Every once in a while there’s a guy who doesn’t fit into the coaching mold, a man with an original idea or two who’s not afraid to express them, a guy who would like to have some influence on the club. I mean a guy like Johnny Sain. And what happens to him? He moves around a lot. He has to, because as soon as he asserts himself the manager wants to get rid of him, no matter how good a job he’s doing.

At the start of this trip Joe Schultz called in Steve Hovley and said, “I want you to start dressing like a major-league ballplayer.”

Joe only said that because Steve wears Levis to the park sometimes and thinks nothing of wearing his famous nondescript corduroy jacket seven days in a row. (After all, what’s a jacket for?) Steve said he thought that was pretty interesting, because when Joe says to dress like a major-league ballplayer he means there’s a certain style of dress followed by baseball players and you’re supposed to conform.

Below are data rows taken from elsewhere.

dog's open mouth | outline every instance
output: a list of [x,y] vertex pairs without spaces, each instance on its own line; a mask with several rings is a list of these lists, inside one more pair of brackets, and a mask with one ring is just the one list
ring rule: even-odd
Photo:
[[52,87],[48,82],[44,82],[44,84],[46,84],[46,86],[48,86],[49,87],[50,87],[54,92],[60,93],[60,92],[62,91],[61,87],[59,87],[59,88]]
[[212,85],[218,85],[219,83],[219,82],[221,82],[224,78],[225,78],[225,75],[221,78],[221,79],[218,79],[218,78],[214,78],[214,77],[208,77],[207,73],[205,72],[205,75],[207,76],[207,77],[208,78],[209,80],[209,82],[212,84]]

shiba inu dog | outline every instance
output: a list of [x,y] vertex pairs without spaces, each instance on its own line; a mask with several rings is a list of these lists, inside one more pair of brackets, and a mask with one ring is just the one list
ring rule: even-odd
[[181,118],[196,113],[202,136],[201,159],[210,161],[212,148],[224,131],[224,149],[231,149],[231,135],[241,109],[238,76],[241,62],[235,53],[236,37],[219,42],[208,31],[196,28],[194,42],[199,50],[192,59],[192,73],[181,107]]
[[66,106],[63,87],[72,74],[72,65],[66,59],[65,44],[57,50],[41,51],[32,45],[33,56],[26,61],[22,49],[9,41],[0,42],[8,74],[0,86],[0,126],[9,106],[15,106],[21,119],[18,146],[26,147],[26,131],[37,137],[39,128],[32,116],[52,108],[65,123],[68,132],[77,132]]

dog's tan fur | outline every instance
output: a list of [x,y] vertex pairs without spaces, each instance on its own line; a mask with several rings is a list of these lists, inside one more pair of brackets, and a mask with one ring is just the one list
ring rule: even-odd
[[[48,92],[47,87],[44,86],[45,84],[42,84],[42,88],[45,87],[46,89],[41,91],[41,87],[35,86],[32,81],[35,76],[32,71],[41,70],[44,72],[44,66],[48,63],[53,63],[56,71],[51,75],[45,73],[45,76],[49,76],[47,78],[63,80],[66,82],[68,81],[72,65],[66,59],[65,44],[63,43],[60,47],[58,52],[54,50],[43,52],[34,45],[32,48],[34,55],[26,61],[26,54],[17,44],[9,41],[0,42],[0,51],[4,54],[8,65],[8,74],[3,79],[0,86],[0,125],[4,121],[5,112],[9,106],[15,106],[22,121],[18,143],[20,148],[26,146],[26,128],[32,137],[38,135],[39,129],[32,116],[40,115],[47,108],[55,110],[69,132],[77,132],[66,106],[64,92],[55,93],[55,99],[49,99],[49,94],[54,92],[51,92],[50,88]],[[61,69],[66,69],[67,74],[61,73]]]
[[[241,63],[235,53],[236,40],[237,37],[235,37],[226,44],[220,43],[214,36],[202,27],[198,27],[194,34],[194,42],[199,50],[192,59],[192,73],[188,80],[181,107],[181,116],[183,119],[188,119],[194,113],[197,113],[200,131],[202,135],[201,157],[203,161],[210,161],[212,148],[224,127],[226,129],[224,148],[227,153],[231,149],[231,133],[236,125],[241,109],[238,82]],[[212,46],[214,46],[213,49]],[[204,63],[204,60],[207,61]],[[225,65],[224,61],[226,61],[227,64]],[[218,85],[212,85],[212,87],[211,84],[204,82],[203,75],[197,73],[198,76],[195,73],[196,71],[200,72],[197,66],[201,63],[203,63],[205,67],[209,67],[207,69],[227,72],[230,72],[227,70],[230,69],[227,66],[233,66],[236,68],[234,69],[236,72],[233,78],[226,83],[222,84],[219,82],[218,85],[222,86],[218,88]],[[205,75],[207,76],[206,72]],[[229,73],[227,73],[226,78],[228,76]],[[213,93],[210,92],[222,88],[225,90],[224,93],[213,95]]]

In fact Hovley and I believe the style of the major-league player is not much style at all. Oh, they wear expensive sports coats and turtleneck sweaters, and a lot of them started wearing Nehru jackets just as they were going out of style. But the mode is often
nouveau riche
jazzy. I consider it the same kind of taste that features plastic flamingoes on the front lawn or a bullfighter painted on black velvet in the living room.

Started the trip with Steve Hovley assigned to room with Greg Goossen and me with Steve Barber. I told Gabe Paul that Hovley and I wanted to room together and he said, “Marvin Milkes has to approve roommates. Why don’t you stay where you are until we hear from Milkes?” I agreed to, reluctantly.

When we met at the hotel desk to pick up our keys, however, Hovley and I decided it was all very silly. It was silly for Milkes to worry about something like roommates and silly for us, as grown men, to care. So we switched, simply by having Steve Barber swap keys with Hovley.

Paul was furious. “I told you to wait until I had a chance to check with Milkes,” he said.

I told him we thought it was too unimportant to wait.

“I tell you one thing,” Paul said. “Don’t ever ask me for any favors.”

All right for you too.

Hovley and I were going to see
Midnight Cowboy
here but decided to wait until we got to Baltimore. We figured a good movie might just save Baltimore. On the other hand, probably nothing can.